La ville de Kisangani, chef-lieu de la province de la Tshopo, traverse une période de tension économique marquée par une hausse des prix vertigineuse des produits de première nécessité. Cette flambée, observée depuis plusieurs jours, réduit comme une peau de chagrin le pouvoir d’achat des ménages et plonge de nombreuses familles boyomaises dans une insécurité alimentaire grandissante. Comment une telle situation a-t-elle pu s’installer, et quelles mesures sont envisagées pour inverser la tendance ?
Sur le terrain, les marchés de la ville illustrent une réalité implacable. Les étiquettes des denrées alimentaires de base, du riz aux haricots en passant par le savon, connaissent une inflation à deux chiffres. Les consommateurs constatent, impuissants, que le gobelet de riz est passé de 1 000 à 1 400 francs congolais, tandis que la même mesure de haricots a bondi de 1 000 à près de 1 800 francs. Une telle hausse prix Kisangani n’est pas le fruit du hasard, mais la résultante d’un cocktail explosif de facteurs structurels et conjoncturels qui pèsent sur l’économie Tshopo.

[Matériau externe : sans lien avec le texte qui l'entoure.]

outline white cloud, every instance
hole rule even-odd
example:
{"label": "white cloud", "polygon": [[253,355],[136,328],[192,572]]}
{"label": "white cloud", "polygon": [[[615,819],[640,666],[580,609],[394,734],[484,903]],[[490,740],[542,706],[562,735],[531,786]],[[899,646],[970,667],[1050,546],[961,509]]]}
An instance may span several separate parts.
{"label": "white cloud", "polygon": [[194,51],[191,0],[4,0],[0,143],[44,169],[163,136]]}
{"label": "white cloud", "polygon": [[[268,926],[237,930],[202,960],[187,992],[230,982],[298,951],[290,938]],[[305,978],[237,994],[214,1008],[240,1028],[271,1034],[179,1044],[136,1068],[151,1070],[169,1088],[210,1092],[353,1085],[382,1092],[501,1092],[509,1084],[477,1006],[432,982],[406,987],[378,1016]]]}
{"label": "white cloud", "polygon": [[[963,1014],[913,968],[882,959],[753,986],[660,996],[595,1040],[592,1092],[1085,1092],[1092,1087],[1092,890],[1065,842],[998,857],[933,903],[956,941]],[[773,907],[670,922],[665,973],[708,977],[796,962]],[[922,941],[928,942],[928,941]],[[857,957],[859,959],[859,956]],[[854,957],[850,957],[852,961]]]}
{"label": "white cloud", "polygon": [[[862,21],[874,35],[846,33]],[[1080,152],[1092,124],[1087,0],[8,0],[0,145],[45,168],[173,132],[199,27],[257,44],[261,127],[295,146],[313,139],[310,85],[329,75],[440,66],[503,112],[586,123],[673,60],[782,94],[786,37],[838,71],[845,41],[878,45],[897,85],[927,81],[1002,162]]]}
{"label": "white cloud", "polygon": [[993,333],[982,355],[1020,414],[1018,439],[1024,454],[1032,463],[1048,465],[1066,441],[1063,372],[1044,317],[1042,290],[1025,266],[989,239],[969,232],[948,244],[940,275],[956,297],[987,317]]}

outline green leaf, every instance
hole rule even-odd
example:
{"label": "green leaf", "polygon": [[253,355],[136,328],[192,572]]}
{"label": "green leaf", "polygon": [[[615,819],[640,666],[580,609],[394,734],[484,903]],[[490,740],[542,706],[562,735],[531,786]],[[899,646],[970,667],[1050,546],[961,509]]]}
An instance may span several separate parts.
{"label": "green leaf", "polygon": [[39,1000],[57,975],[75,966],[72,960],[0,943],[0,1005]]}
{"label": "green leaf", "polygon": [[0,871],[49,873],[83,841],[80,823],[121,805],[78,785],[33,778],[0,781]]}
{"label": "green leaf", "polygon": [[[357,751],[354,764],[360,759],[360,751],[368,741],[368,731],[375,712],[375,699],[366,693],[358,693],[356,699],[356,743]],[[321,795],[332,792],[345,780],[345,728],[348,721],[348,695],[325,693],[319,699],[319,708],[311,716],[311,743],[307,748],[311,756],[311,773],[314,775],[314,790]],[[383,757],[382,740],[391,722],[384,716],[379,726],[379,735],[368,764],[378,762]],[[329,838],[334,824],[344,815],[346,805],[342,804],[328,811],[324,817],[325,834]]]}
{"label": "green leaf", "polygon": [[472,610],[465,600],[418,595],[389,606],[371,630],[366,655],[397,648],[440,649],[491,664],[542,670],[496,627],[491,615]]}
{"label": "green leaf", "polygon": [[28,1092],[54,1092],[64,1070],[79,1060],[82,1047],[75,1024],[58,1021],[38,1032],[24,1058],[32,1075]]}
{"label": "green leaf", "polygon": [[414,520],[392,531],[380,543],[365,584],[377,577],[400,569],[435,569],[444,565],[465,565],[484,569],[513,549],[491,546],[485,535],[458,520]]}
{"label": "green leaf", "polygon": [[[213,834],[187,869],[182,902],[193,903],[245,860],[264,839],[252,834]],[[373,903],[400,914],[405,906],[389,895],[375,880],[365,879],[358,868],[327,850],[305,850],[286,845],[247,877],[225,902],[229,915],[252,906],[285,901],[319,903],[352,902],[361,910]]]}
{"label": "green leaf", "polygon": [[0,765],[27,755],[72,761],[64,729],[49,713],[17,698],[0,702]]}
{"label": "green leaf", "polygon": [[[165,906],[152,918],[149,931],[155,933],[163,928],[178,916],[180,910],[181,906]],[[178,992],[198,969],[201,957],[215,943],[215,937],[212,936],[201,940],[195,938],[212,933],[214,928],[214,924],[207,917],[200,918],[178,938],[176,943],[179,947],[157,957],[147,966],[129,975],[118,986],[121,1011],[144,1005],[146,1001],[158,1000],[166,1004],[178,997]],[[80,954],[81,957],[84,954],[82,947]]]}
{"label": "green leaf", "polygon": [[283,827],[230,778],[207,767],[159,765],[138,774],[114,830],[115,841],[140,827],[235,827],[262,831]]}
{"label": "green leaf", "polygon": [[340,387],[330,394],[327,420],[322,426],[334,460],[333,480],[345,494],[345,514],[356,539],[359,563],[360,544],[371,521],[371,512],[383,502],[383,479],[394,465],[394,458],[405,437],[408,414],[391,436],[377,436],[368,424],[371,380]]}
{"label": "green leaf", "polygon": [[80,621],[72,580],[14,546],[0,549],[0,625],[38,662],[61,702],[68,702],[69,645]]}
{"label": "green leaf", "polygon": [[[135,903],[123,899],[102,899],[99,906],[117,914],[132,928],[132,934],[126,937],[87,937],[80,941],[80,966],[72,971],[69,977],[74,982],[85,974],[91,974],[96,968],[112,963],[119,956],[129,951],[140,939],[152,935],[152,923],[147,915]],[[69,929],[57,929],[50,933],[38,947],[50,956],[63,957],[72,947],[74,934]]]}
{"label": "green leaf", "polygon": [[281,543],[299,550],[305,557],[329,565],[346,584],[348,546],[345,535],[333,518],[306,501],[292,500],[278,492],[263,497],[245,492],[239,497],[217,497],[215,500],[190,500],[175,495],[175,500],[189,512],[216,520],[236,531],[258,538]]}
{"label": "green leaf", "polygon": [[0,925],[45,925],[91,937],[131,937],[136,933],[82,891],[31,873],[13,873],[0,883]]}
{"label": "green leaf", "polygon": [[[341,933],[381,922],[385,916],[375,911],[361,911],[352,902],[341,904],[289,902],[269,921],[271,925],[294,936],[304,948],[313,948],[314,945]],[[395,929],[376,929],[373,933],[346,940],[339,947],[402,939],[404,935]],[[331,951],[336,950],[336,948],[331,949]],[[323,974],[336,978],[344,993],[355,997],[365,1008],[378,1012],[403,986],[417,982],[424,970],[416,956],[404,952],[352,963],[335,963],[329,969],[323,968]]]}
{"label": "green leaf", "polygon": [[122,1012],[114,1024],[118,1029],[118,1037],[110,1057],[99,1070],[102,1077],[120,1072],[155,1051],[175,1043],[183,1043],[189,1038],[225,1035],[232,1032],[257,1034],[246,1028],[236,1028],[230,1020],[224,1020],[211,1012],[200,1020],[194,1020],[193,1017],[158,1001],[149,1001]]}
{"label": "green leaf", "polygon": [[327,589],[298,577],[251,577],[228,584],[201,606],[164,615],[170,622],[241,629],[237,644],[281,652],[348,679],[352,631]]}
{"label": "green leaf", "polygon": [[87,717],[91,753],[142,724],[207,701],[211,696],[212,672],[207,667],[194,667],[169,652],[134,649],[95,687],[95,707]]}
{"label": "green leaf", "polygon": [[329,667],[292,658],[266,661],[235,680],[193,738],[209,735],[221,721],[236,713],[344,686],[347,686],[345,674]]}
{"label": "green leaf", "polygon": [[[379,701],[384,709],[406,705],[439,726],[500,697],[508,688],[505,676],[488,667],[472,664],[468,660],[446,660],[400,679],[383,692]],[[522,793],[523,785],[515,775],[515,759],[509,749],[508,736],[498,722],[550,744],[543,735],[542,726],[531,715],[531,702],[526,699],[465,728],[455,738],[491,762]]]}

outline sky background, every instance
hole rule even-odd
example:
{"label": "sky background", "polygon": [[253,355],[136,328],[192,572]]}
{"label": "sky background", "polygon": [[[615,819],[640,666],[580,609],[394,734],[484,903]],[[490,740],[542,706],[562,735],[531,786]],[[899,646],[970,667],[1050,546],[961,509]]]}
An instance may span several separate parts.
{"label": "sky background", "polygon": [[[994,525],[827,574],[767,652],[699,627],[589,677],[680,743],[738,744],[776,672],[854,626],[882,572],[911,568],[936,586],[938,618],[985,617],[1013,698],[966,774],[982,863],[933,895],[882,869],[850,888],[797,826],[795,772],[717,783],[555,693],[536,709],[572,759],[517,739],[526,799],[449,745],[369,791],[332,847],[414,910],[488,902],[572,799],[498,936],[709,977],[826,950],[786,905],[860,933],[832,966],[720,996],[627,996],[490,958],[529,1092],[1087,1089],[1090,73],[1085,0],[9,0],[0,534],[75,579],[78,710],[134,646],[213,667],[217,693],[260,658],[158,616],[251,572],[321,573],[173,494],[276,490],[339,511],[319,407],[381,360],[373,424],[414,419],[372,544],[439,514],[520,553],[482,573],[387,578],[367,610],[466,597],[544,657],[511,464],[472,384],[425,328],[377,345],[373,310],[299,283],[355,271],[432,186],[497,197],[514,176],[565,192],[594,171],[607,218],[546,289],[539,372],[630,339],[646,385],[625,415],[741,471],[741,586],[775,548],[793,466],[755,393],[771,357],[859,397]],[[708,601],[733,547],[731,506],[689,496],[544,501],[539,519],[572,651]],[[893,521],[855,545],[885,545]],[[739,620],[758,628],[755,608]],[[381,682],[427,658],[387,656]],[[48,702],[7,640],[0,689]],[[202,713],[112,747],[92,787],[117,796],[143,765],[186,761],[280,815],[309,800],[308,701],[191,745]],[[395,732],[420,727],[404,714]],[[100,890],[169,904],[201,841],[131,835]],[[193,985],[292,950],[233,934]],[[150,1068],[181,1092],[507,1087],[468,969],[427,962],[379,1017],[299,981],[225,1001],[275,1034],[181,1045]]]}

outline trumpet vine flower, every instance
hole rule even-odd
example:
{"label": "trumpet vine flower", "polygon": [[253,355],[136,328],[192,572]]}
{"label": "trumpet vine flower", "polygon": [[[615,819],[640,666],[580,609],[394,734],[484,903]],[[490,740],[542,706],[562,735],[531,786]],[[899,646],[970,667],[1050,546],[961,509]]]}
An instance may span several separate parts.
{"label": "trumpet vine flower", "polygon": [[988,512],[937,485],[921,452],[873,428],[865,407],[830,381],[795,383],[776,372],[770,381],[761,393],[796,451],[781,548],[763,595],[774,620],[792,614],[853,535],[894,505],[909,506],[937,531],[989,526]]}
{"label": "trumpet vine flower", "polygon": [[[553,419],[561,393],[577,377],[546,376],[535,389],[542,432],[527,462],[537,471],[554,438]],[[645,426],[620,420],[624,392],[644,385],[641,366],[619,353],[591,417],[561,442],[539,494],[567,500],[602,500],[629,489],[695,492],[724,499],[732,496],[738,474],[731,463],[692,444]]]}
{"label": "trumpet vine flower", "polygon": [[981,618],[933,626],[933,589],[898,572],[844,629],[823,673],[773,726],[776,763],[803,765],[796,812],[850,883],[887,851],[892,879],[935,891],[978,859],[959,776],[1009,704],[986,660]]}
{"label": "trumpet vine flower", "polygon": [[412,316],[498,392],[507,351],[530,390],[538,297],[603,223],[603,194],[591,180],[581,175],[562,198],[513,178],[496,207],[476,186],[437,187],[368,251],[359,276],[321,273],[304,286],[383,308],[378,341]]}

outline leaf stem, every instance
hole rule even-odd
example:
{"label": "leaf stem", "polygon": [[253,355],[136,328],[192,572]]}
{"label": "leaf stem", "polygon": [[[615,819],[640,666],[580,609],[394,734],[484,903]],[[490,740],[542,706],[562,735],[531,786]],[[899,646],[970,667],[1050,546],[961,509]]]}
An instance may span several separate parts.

Premier élément explicatif : l’instabilité énergétique chronique. Les unités de transformation, notamment les moulins, fonctionnant par intermittence en raison des coupures de courant, sont contraintes de recourir massivement aux groupes électrogènes. Cette substitution énergétique, bien plus coûteuse, renchérit mécaniquement les coûts de production, un surcoût répercuté in fine sur le consommateur final. En parallèle, la fluctuation du taux de change du dollar américain face au franc congolais exerce une pression constante sur les prix des produits importés, dont une partie de la consommation locale dépend.
Cette situation de inflation RDC est aggravée par un relâchement de la surveillance du marché. Selon Roger Mabonane, chef de la Division provinciale de l’Économie de la Tshopo, le moratoire sur le contrôle des prix, décidé précédemment par la Primature, a créé un vide réglementaire propice à la spéculation. Certains commerçants, profitant de l’absence de cadre contraignant, auraient ajusté leurs marges à la hausse, amplifiant ainsi la spirale inflationniste sur les produits première nécessité Tshopo.
Les conséquences de cette crise sont palpables au quotidien. Pour les ménages, se nourrir devient un défi mathématique, obligeant à réduire la qualité, la quantité ou la diversité des repas. Cette érosion du pouvoir d’achat agit comme un frein à la consommation globale, risquant à terme de ralentir l’activité économique locale. La précarité s’accroît, et le « panier de la ménagère », déjà léger, se vide un peu plus chaque jour.
Face à cette urgence sociale, les autorités provinciales entendent reprendre les rênes. La Division de l’Économie a annoncé le retour imminent des contrôles hebdomadaires des prix Kisangani, dès la semaine prochaine, sur l’ensemble des marchés de la ville. L’objectif est double : d’une part, décourager les pratiques spéculatives en rétablissant une présence dissuasive, et d’autre part, protéger les consommateurs en veillant au respect d’une certaine transparence tarifaire. Cette mesure, si elle est appliquée avec rigueur, pourrait constituer un premier rempart contre la flambée des coûts.
À plus long terme, la stabilisation du marché à Kisangani et dans la Tshopo passe nécessairement par la résolution des problèmes structurels. La sécurisation de l’approvisionnement en électricité est un prérequis indispensable pour baisser les coûts de production et relancer l’activité industrielle locale. Parallèlement, une politique monétaire plus stable pourrait atténuer l’impact des fluctuations du dollar sur l’économie réelle. L’enjeu est de taille : restaurer la confiance des consommateurs et des opérateurs économiques pour assurer une croissance inclusive et durable dans la région. La réussite de cette démarche conditionnera la capacité des Boyomais à retrouver un accès serein aux biens essentiels.